Lard lurks in that fish paste. Lard runs through a lot of the food, which is a great thing to be able to say about a Taiwanese restaurant in New York. Wenwen doesn’t whip out the pork fat for shock value or to scare off the vegetarians. (Its use is noted matter-of-factly at the bottom of the menu, along with a request to “please let us know if a substitute is needed.”) Mr. Sze seems to cook with it because it belongs in the food he is serving at least as much as five-spice powder and sesame oil. Good lard is less a flavor than a state of mind.
Apart from the stuffed bass, the menu doesn’t specify which dishes contain lard. A few recipes are already so prodigal in their use of pork that a little extra fat would be hard to notice. The steamed rice in Wenwen’s lo ba beng is covered with pickled mustard greens and pork belly that was braised in sweet soy and a little peanut butter until the boundaries between meat and sauce have been erased.
Like many young Asian American chefs who came of age in the Momofuku era, Mr. Sze and Kathy Chen, who as head chef is in charge of the kitchen from day to day, look for ways to intensify flavors when appropriate. I wouldn’t say they cook in all caps, but they know when to use boldface and italics for emphasis.
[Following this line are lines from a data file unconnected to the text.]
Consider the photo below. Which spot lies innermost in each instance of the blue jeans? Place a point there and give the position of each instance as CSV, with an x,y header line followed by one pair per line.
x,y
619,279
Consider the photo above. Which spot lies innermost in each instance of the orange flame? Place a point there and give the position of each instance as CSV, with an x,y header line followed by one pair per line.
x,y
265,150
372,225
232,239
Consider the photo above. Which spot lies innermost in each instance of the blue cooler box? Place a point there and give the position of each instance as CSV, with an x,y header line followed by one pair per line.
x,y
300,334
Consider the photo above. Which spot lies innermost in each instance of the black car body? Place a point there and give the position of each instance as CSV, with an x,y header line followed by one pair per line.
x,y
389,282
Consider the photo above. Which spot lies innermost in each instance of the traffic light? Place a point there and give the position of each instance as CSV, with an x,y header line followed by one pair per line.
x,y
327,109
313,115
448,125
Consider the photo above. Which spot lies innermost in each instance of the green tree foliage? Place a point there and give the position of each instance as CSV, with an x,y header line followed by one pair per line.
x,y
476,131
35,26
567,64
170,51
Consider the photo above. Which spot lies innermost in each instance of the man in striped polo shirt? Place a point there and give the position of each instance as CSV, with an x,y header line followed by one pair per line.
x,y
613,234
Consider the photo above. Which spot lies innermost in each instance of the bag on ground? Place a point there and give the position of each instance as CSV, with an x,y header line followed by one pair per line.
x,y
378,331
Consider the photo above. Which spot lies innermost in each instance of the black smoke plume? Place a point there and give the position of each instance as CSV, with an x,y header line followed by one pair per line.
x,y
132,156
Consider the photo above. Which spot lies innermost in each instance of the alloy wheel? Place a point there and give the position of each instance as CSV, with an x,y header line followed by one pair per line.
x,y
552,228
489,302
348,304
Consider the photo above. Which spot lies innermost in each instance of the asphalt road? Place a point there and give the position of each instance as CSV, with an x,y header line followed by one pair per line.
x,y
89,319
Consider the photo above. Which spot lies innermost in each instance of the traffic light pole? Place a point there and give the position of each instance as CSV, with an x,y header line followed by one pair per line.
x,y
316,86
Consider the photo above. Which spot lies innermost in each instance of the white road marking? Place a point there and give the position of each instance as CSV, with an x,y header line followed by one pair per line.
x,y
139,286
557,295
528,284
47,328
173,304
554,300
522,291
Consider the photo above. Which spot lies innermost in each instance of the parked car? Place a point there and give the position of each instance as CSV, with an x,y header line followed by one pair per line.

Wilted pea shoots and thin handkerchiefs of tofu skin have a crackling energy that may not be fully explained by the garlic and Shaoxing wine they’re stir-fried with. Cucumber wedges marinated with pineapple juice and vinegar until they start to go pale and soft — if they were served with a pastrami sandwich, you’d call them half-sours — are saturated with the untamed flavor of raw garlic. Sichuan peppercorns, both ground and made into an oil, coat strands of vinegar-dressed celtuce until it feels as if electrons were kickboxing on your tongue.
Somewhere in the kitchen is a jar of what Mr. Sze calls Taiwan dust. A blend of salt, sugar, white pepper and MSG, Taiwan dust has the ability to override conscious volition and make you reach for another bite before you know you’re doing it. It is terrific sprinkled over little slabs of fried tofu and helps make Mr. Sze’s popcorn chicken, which he imported from 886 with minor changes, one of New York’s most compelling plates of fried chicken. (If you arrive too late for a BDSM chicken, as you almost certainly will, it can be your consolation prize.)
These and other dishes can reset your palate such that quieter items can register as lacking something. I wanted the sauce for Wenwen’s rendition of three-cup chicken to be more concentra
ted, and wished the shot of vinegar in cold sesame noodles had been stronger.
If you are looking for an understated dessert, you have come to the wrong Taiwanese restaurant. Wenwen makes just one, and it is covered with chopped cilantro. Many other things are on the plate, too, including fried sticky rice balls, a dark pool black-sesame paste, peanut butter made into a powder and scoops of vanilla ice cream.
They are all very nice together. But the cilantro is what made me want to finish the whole thing, even if it took me longer than six seconds.